Removal of a director from office does not deprive such director of any right to compensation or damages in respect of the termination of their appointment as an employee (s.168 CA06). As mentioned above, an executive director may have a substantial compensation claim against the company; regardless of whether their removal from office was supported or opposed by the Board.

Whether an executive director’s employment is terminated by their removal from the office of director will depend on the terms of their service agreement or contract of employment. In some cases, the Board may need to take separate steps to terminate the employment of an executive who has been removed from office as a director. These are not covered in this note, and all the applicable provisions of employment law should be considered.
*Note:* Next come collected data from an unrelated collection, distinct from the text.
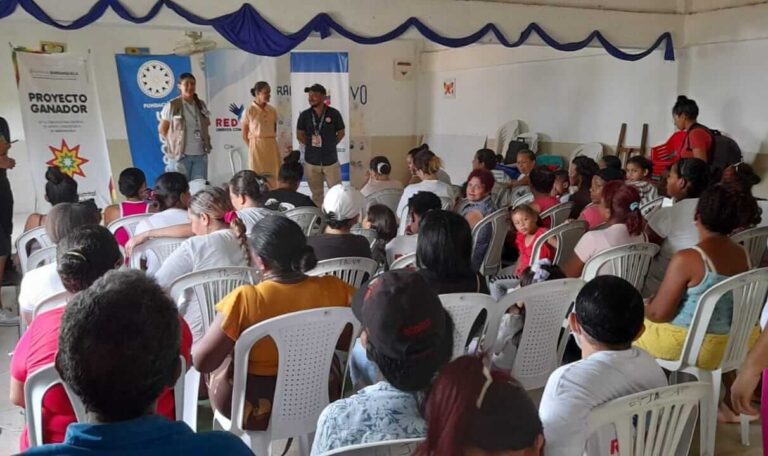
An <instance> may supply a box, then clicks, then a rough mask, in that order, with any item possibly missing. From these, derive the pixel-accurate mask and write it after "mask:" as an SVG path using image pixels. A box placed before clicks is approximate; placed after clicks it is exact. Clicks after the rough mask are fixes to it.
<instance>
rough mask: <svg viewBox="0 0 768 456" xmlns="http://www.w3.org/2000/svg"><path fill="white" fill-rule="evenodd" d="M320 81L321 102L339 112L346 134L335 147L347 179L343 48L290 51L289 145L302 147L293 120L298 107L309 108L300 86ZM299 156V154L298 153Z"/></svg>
mask: <svg viewBox="0 0 768 456" xmlns="http://www.w3.org/2000/svg"><path fill="white" fill-rule="evenodd" d="M312 84H321V85H322V86H323V87H325V90H326V91H327V92H328V93H327V94H326V97H325V104H327V105H328V106H333V107H334V108H336V109H338V110H339V112H340V113H341V117H342V118H343V119H344V124H345V125H346V126H347V128H346V135H344V139H342V140H341V142H340V143H339V144H337V145H336V150H337V152H338V154H339V164H341V178H342V179H343V180H344V181H349V134H350V132H349V122H350V119H349V55H348V54H347V53H346V52H291V113H292V116H291V118H292V121H293V125H292V130H293V148H294V149H299V150H302V154H303V147H302V148H300V147H299V141H298V140H297V139H296V122H297V120H298V119H299V114H301V111H304V110H306V109H309V103H308V102H307V96H306V95H305V94H304V88H305V87H309V86H311V85H312ZM302 156H303V155H302Z"/></svg>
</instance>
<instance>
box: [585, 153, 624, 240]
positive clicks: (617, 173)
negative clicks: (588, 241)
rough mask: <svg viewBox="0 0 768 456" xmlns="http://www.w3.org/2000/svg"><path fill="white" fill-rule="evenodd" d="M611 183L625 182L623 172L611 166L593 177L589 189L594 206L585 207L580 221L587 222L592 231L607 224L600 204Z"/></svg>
mask: <svg viewBox="0 0 768 456" xmlns="http://www.w3.org/2000/svg"><path fill="white" fill-rule="evenodd" d="M611 181H620V182H624V174H623V173H622V171H621V170H619V169H616V168H613V167H610V166H609V167H607V168H603V169H601V170H599V171H598V172H597V173H595V175H594V176H592V186H590V188H589V195H590V199H591V200H592V204H590V205H588V206H587V207H585V208H584V210H583V211H581V214H579V220H584V221H586V222H587V224H588V225H589V229H590V230H593V229H595V228H597V227H598V226H600V225H602V224H603V223H605V220H604V219H603V214H602V212H601V210H600V202H601V199H602V195H603V187H605V184H607V183H608V182H611Z"/></svg>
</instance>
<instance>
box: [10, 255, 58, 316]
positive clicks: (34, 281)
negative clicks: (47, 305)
mask: <svg viewBox="0 0 768 456" xmlns="http://www.w3.org/2000/svg"><path fill="white" fill-rule="evenodd" d="M63 291H66V290H65V289H64V285H62V283H61V278H60V277H59V273H58V272H56V262H55V261H54V262H52V263H49V264H46V265H43V266H40V267H39V268H35V269H33V270H31V271H29V272H27V273H26V274H24V278H23V279H21V289H20V290H19V309H21V312H27V313H29V314H30V315H31V314H33V313H34V312H35V308H36V307H37V306H38V305H39V304H40V303H41V302H42V301H43V300H44V299H46V298H49V297H51V296H53V295H55V294H57V293H61V292H63Z"/></svg>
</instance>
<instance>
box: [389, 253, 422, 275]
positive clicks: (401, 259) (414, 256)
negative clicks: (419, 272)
mask: <svg viewBox="0 0 768 456" xmlns="http://www.w3.org/2000/svg"><path fill="white" fill-rule="evenodd" d="M408 268H410V269H418V268H419V266H418V265H417V264H416V252H411V253H408V254H405V255H403V256H401V257H400V258H398V259H396V260H395V261H393V262H392V264H390V265H389V270H390V271H394V270H396V269H408Z"/></svg>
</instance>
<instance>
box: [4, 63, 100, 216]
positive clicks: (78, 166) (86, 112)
mask: <svg viewBox="0 0 768 456" xmlns="http://www.w3.org/2000/svg"><path fill="white" fill-rule="evenodd" d="M90 57H91V56H90V54H88V55H82V54H38V53H32V52H22V51H16V52H15V53H14V58H15V62H16V71H17V81H18V85H19V100H20V102H21V103H20V104H21V117H22V121H23V123H24V137H25V138H26V141H27V150H28V151H29V160H30V164H31V168H32V170H33V171H32V182H33V183H34V186H35V187H34V188H35V191H36V192H37V201H36V203H37V204H36V206H37V205H39V204H41V203H44V199H43V188H44V187H45V177H44V175H45V169H46V168H47V167H48V166H57V167H58V168H59V169H61V171H62V172H63V173H65V174H67V175H69V176H72V177H73V178H74V179H75V180H76V181H77V184H78V190H79V193H80V198H81V199H87V198H93V199H95V200H96V204H97V205H98V206H99V207H101V208H104V207H106V206H107V205H109V204H112V188H111V170H110V167H109V154H108V153H107V140H106V137H105V135H104V124H103V123H102V118H101V109H100V108H99V99H98V96H97V93H96V83H95V78H94V75H93V67H92V65H91V60H90ZM38 207H39V206H38Z"/></svg>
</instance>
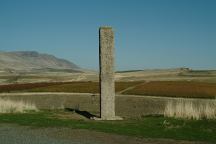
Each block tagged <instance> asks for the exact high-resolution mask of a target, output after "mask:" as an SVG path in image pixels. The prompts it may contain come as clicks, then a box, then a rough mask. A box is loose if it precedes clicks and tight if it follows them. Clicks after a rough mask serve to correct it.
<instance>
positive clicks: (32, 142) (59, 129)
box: [0, 124, 207, 144]
mask: <svg viewBox="0 0 216 144" xmlns="http://www.w3.org/2000/svg"><path fill="white" fill-rule="evenodd" d="M0 142H1V143H4V144H14V143H16V144H28V143H32V144H36V143H42V144H49V143H52V144H124V143H125V144H207V143H202V142H190V141H179V140H169V139H145V138H137V137H129V136H122V135H116V134H108V133H103V132H96V131H89V130H82V129H69V128H31V127H26V126H18V125H11V124H0Z"/></svg>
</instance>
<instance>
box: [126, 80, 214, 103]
mask: <svg viewBox="0 0 216 144" xmlns="http://www.w3.org/2000/svg"><path fill="white" fill-rule="evenodd" d="M124 94H135V95H149V96H167V97H183V98H212V99H214V98H215V97H216V84H215V83H206V82H191V81H152V82H148V83H143V84H141V85H139V86H137V87H135V88H133V89H131V90H128V91H126V92H124Z"/></svg>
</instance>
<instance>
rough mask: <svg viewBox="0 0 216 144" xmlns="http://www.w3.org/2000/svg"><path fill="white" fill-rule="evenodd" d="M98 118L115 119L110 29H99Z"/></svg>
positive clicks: (112, 55) (112, 49)
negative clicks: (98, 99) (98, 93)
mask: <svg viewBox="0 0 216 144" xmlns="http://www.w3.org/2000/svg"><path fill="white" fill-rule="evenodd" d="M99 59H100V106H101V108H100V111H101V113H100V116H101V119H103V120H113V119H115V79H114V32H113V30H112V28H111V27H100V29H99Z"/></svg>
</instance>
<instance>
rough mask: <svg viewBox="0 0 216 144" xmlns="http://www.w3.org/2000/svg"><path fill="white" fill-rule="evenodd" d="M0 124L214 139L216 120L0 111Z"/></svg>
mask: <svg viewBox="0 0 216 144" xmlns="http://www.w3.org/2000/svg"><path fill="white" fill-rule="evenodd" d="M57 113H58V112H57ZM0 123H15V124H19V125H25V126H33V127H69V128H72V129H89V130H95V131H101V132H108V133H115V134H121V135H128V136H136V137H143V138H169V139H176V140H191V141H207V142H216V120H197V121H195V120H182V119H172V118H164V117H162V116H157V117H156V116H148V117H143V118H141V119H130V120H123V121H93V120H71V119H62V118H59V117H56V112H37V113H24V114H1V115H0Z"/></svg>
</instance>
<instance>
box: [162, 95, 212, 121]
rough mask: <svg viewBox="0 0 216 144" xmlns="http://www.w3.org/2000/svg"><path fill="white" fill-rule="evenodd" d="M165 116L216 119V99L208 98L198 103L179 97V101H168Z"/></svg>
mask: <svg viewBox="0 0 216 144" xmlns="http://www.w3.org/2000/svg"><path fill="white" fill-rule="evenodd" d="M164 116H167V117H176V118H185V119H196V120H199V119H215V118H216V101H215V100H208V101H205V102H203V103H201V102H200V103H199V104H198V105H197V104H196V103H195V102H194V101H192V100H191V101H190V100H188V99H187V100H186V99H178V100H177V101H168V102H167V104H166V106H165V110H164Z"/></svg>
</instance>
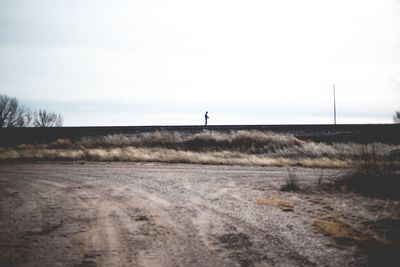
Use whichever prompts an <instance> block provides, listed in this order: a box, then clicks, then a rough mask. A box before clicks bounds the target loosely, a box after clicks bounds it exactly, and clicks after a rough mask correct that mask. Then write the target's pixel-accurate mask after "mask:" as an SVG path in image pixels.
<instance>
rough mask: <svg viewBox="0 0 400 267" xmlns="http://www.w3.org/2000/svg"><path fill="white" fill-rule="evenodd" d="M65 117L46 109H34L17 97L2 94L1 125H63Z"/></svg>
mask: <svg viewBox="0 0 400 267" xmlns="http://www.w3.org/2000/svg"><path fill="white" fill-rule="evenodd" d="M63 121H64V119H63V117H62V116H61V115H60V114H56V113H54V112H49V111H47V110H44V109H39V110H36V111H32V110H31V109H30V108H28V107H25V106H23V105H21V104H20V103H19V101H18V99H17V98H15V97H9V96H7V95H4V94H0V127H2V128H4V127H61V126H62V125H63Z"/></svg>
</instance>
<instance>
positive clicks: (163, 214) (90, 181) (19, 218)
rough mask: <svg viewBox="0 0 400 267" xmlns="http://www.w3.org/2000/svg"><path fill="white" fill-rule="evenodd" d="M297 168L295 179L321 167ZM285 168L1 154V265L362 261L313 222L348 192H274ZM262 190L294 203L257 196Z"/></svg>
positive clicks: (0, 221)
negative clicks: (17, 160) (262, 200)
mask: <svg viewBox="0 0 400 267" xmlns="http://www.w3.org/2000/svg"><path fill="white" fill-rule="evenodd" d="M297 172H298V175H299V176H301V177H303V180H302V182H303V183H310V182H313V181H314V180H315V179H316V177H317V176H318V175H319V172H318V171H315V170H307V169H299V170H298V171H297ZM335 173H336V172H335V171H325V175H326V176H327V177H329V176H333V175H335ZM286 175H287V173H286V170H285V169H284V168H251V167H232V166H198V165H179V164H173V165H166V164H150V163H148V164H136V163H86V164H76V163H66V164H62V163H40V164H12V165H4V164H3V165H0V193H1V195H0V205H1V206H0V216H1V217H0V218H1V219H0V252H1V254H0V266H80V267H91V266H221V267H222V266H313V265H325V266H338V265H343V266H348V265H362V264H363V263H364V260H365V257H364V256H363V255H362V254H361V253H359V251H358V249H357V248H356V247H355V246H351V245H350V246H342V245H337V244H336V242H335V241H334V240H333V239H332V238H330V237H328V236H324V235H323V234H322V233H320V232H318V231H316V230H315V228H313V226H312V223H311V222H312V218H313V216H314V217H315V216H319V214H323V213H327V212H328V211H327V210H325V209H334V208H335V207H342V206H343V205H345V204H346V203H347V202H346V201H348V200H343V201H342V202H340V203H339V202H337V201H336V202H335V201H334V200H332V199H329V198H328V197H327V198H325V199H323V200H321V198H322V196H319V198H318V199H319V200H318V201H315V199H313V196H308V195H305V196H304V195H300V196H299V195H298V194H293V193H282V192H279V191H278V190H277V188H279V185H280V184H282V182H283V180H284V177H286ZM265 197H279V198H284V199H286V200H287V201H290V202H291V203H295V210H294V211H291V212H284V211H282V209H280V208H278V207H274V206H265V205H259V204H257V203H256V200H257V199H260V198H265ZM321 203H322V204H321ZM327 203H328V204H327ZM329 205H330V206H329ZM382 205H383V204H382ZM324 207H325V208H324ZM359 209H360V208H359V207H358V210H359ZM387 209H389V208H387ZM390 209H395V211H398V206H397V207H390ZM387 212H393V210H387ZM371 216H373V215H371Z"/></svg>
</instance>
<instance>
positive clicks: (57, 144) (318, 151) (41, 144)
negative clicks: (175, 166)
mask: <svg viewBox="0 0 400 267" xmlns="http://www.w3.org/2000/svg"><path fill="white" fill-rule="evenodd" d="M372 149H373V153H374V154H375V155H376V163H377V164H381V165H382V164H385V165H391V166H395V165H398V164H399V162H400V161H399V158H398V157H397V156H396V155H397V154H398V151H400V146H398V145H389V144H381V143H375V144H366V145H365V144H364V145H363V144H355V143H333V144H326V143H315V142H312V141H306V140H300V139H298V138H296V137H294V136H292V135H282V134H275V133H271V132H261V131H232V132H230V133H221V132H213V131H204V132H201V133H195V134H189V133H180V132H158V131H157V132H148V133H140V134H133V135H129V136H127V135H107V136H102V137H83V138H80V139H77V140H71V139H59V140H56V141H54V142H51V143H49V144H22V145H18V146H14V147H2V148H0V160H2V161H9V160H95V161H145V162H148V161H152V162H176V163H199V164H227V165H249V166H303V167H316V168H349V167H354V166H358V165H359V164H361V163H362V162H363V161H364V158H365V155H364V154H365V151H367V152H368V151H372ZM396 153H397V154H396ZM393 155H394V156H393Z"/></svg>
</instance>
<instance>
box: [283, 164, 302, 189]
mask: <svg viewBox="0 0 400 267" xmlns="http://www.w3.org/2000/svg"><path fill="white" fill-rule="evenodd" d="M287 171H288V176H287V178H286V183H285V184H284V185H282V186H281V191H285V192H296V191H299V190H300V186H299V179H298V177H297V175H296V173H295V171H294V170H293V169H292V168H289V167H287Z"/></svg>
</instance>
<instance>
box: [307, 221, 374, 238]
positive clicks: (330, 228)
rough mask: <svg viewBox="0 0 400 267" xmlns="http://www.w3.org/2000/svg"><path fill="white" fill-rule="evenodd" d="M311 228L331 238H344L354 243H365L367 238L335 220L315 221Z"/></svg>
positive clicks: (313, 223) (346, 223)
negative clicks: (350, 239)
mask: <svg viewBox="0 0 400 267" xmlns="http://www.w3.org/2000/svg"><path fill="white" fill-rule="evenodd" d="M313 226H315V227H316V228H318V229H319V230H321V231H322V232H324V233H325V234H327V235H329V236H332V237H333V238H340V239H343V238H344V239H351V240H355V241H365V240H367V239H368V238H369V237H367V236H366V235H364V234H363V233H361V231H359V230H356V229H354V228H353V227H351V226H350V225H349V224H347V223H344V222H342V221H339V220H337V219H315V220H314V221H313Z"/></svg>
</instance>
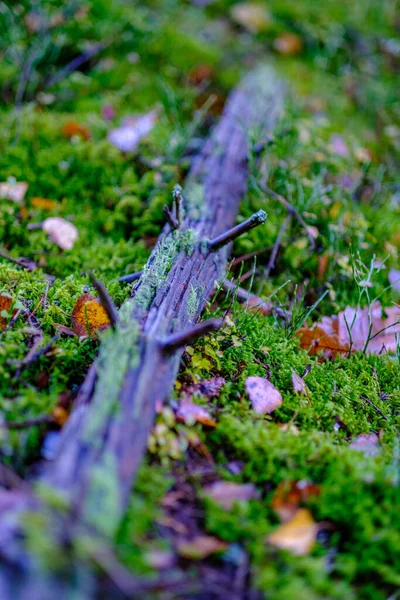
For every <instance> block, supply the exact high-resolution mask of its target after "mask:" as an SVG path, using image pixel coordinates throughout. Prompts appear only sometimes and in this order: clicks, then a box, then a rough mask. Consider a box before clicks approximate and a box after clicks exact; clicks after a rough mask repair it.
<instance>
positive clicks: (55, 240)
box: [42, 217, 78, 250]
mask: <svg viewBox="0 0 400 600" xmlns="http://www.w3.org/2000/svg"><path fill="white" fill-rule="evenodd" d="M42 229H43V230H44V231H45V232H46V233H47V234H48V236H49V238H50V239H51V241H52V242H54V243H55V244H57V246H59V247H60V248H61V249H62V250H71V249H72V248H73V246H74V244H75V242H76V240H77V239H78V230H77V228H76V227H75V225H73V224H72V223H70V222H69V221H66V220H65V219H62V218H61V217H49V218H48V219H45V220H44V221H43V223H42Z"/></svg>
For the purpose of unfair dismissal, the statutory procedures for removal of a director do not comply with the minimum requirements of the ACAS Code of Practice on Discipline and Grievances at Work. As a result, if a director is removed from office and this also terminates their employment, the dismissal will almost certainly be unfair, and the director may be awarded enhanced compensation if they have sufficient qualifying employment (at the time of writing this is 2 years but there are proposals for the qualifying period of employment to claim unfair dismissal to be reduced to one year or less).

The director may also have a contractual claim for wrongful and constructive dismissal based on the company’s breach of contract including the implied term of trust and confidence. This would result in further compensation being due to the director normally equivalent to the salary and, depending on the wording of the contract, loss of benefits that the director would have been entitled to receive during the notice period.

If a director who is removed from office is also a shareholder, depending on the circumstances, they may also have a remedy under s.994 CA06 for “unfairly prejudicial conduct” of the company’s affairs.